Refractory ileocolic variceal bleeding in hemorrhagic shock: Endoscopy-negative stigmata, failed TIPS, and successful control with targeted embolization of an ectopic varix.
Rocklin Shumaker, Mohammad Abou El-Ezz, Erin Priddy, Yaw Ohene-Baah
Abstract
Open AccessEctopic varices are portosystemic collaterals located outside the gastroesophageal region and represent a rare cause of variceal bleeding. They often pose diagnostic and therapeutic challenges due to their atypical locations and limited accessibility by conventional endoscopy. We report the case of a 68-year-old woman with a history of liver transplantation complicated by cirrhosis who presented with recurrent hematochezia and hemorrhagic shock. Endoscopic evaluation failed to identify the bleeding source. Computed tomography angiography (CTA) revealed varices in the distal superior mesenteric vein (SMV) territory involving the terminal ileum.
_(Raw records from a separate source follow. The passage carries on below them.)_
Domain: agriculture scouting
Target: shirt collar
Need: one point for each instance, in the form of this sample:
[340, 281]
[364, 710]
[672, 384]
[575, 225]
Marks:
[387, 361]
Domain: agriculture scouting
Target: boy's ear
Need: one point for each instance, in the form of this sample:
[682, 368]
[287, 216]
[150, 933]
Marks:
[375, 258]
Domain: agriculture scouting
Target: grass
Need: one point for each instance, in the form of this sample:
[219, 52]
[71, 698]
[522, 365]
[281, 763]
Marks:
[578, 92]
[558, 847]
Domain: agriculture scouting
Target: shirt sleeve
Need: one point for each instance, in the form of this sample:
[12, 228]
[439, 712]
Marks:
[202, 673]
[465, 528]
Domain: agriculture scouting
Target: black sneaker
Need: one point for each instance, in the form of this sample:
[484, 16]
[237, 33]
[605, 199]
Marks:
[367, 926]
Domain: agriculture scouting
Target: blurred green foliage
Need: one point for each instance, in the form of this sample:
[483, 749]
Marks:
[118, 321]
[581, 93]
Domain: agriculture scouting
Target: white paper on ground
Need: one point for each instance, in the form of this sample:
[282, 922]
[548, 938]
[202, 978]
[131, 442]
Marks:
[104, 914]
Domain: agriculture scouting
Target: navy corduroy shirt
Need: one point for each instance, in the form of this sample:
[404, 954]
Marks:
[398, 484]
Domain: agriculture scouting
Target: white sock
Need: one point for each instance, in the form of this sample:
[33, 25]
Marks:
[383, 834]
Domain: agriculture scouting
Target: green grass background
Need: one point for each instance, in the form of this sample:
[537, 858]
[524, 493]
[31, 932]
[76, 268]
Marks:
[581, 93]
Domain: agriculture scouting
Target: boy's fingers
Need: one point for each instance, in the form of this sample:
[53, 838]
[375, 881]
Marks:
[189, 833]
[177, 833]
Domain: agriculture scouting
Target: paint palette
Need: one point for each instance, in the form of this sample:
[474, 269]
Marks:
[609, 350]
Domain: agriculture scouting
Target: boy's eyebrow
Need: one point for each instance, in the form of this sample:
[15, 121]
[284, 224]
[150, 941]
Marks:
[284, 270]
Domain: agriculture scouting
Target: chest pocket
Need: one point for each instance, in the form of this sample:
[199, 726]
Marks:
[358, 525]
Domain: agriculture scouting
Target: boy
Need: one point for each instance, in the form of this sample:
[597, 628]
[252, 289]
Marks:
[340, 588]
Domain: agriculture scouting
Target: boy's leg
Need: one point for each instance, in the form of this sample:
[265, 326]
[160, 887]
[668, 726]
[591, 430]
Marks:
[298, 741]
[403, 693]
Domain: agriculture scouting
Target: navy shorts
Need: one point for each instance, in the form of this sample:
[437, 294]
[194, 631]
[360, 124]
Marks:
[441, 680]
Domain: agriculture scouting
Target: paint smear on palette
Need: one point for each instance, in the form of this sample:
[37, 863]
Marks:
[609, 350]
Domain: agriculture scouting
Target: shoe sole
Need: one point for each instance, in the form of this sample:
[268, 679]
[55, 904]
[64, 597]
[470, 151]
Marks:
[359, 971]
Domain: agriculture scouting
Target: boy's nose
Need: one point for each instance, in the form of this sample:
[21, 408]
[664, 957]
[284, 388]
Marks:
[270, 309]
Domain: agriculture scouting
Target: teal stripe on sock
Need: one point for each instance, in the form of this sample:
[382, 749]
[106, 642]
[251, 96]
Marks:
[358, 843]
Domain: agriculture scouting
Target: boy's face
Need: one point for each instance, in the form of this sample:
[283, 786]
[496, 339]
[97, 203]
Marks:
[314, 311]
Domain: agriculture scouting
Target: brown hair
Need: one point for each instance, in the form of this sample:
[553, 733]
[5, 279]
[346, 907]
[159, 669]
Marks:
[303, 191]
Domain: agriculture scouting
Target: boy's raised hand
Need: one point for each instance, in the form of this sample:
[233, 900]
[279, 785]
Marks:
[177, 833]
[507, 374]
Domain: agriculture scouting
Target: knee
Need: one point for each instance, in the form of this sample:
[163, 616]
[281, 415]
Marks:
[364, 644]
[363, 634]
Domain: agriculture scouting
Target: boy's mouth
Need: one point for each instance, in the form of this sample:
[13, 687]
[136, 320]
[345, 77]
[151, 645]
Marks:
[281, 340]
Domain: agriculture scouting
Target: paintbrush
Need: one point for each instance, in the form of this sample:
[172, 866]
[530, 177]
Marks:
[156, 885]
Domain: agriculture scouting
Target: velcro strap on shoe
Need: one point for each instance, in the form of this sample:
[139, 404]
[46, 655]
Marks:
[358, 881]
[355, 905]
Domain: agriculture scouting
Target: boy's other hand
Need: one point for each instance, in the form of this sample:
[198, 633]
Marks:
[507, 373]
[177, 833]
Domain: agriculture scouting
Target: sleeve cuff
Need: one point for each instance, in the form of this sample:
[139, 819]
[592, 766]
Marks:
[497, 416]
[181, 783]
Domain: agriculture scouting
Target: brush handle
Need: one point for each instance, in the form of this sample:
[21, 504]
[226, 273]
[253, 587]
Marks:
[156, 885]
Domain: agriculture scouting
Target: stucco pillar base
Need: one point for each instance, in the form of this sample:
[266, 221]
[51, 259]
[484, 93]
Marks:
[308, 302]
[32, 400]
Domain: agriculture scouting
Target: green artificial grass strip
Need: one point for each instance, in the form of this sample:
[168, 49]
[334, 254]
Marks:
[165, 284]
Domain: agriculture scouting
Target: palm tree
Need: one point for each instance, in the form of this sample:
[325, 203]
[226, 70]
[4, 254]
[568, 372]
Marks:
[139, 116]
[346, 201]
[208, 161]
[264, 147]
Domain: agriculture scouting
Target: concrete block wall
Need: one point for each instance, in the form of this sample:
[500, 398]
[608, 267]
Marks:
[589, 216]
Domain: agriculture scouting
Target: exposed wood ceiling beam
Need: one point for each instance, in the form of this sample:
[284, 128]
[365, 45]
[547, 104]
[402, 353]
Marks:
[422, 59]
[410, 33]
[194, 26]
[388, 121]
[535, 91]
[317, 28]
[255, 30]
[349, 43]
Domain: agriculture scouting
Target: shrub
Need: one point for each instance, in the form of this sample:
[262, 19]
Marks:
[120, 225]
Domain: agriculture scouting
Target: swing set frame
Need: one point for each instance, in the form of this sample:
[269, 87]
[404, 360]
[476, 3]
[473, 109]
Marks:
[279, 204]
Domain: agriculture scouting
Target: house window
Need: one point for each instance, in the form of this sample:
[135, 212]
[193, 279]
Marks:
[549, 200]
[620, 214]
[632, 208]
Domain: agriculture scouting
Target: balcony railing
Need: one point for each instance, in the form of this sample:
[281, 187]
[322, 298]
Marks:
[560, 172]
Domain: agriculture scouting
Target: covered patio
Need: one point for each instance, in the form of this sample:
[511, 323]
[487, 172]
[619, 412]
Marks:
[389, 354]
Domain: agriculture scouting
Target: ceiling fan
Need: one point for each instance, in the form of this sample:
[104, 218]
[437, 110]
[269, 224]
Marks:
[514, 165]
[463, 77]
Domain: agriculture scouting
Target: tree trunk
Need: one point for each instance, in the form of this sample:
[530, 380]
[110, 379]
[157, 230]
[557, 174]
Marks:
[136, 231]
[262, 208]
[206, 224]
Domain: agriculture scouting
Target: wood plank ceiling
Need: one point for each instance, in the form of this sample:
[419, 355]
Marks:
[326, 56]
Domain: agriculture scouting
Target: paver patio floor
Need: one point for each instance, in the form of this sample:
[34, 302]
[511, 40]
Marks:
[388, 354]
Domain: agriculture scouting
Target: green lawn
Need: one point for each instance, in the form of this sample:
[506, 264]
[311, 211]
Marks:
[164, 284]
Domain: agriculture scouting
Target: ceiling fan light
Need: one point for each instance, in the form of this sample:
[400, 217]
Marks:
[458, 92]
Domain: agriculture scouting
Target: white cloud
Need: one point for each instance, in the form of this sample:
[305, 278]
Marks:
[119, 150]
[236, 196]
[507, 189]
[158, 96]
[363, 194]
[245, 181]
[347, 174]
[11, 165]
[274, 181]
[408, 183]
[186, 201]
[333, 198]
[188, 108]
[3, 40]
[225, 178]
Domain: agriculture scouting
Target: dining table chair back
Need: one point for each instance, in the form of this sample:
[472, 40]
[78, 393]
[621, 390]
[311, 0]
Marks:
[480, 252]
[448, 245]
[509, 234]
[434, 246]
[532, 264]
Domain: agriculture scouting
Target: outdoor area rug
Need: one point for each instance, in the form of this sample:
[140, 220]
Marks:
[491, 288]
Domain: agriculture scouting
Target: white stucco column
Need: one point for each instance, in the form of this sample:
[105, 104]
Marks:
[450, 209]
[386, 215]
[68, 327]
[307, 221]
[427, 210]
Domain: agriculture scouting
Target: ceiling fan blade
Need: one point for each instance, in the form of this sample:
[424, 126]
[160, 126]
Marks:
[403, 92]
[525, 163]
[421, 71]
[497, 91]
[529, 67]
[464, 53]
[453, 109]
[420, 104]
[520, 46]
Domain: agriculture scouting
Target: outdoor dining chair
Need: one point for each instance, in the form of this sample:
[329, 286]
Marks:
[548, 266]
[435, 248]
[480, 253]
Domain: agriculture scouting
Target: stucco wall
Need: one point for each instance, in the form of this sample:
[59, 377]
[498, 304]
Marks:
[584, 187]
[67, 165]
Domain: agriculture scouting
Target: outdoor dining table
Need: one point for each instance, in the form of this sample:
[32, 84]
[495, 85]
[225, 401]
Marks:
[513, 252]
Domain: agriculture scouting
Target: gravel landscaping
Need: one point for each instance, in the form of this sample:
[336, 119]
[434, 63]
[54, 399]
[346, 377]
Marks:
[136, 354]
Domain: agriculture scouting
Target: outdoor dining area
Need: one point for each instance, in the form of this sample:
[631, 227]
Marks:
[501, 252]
The patient underwent transjugular intrahepatic portosystemic shunt (TIPS) placement, but bleeding persisted. Subsequent coil embolization of the ileocolic varix successfully controlled the hemorrhage. This case underscores the importance of recognizing ectopic varices as a rare source of gastrointestinal bleeding and highlights that TIPS alone may be insufficient, with adjunctive embolization often required for definitive management.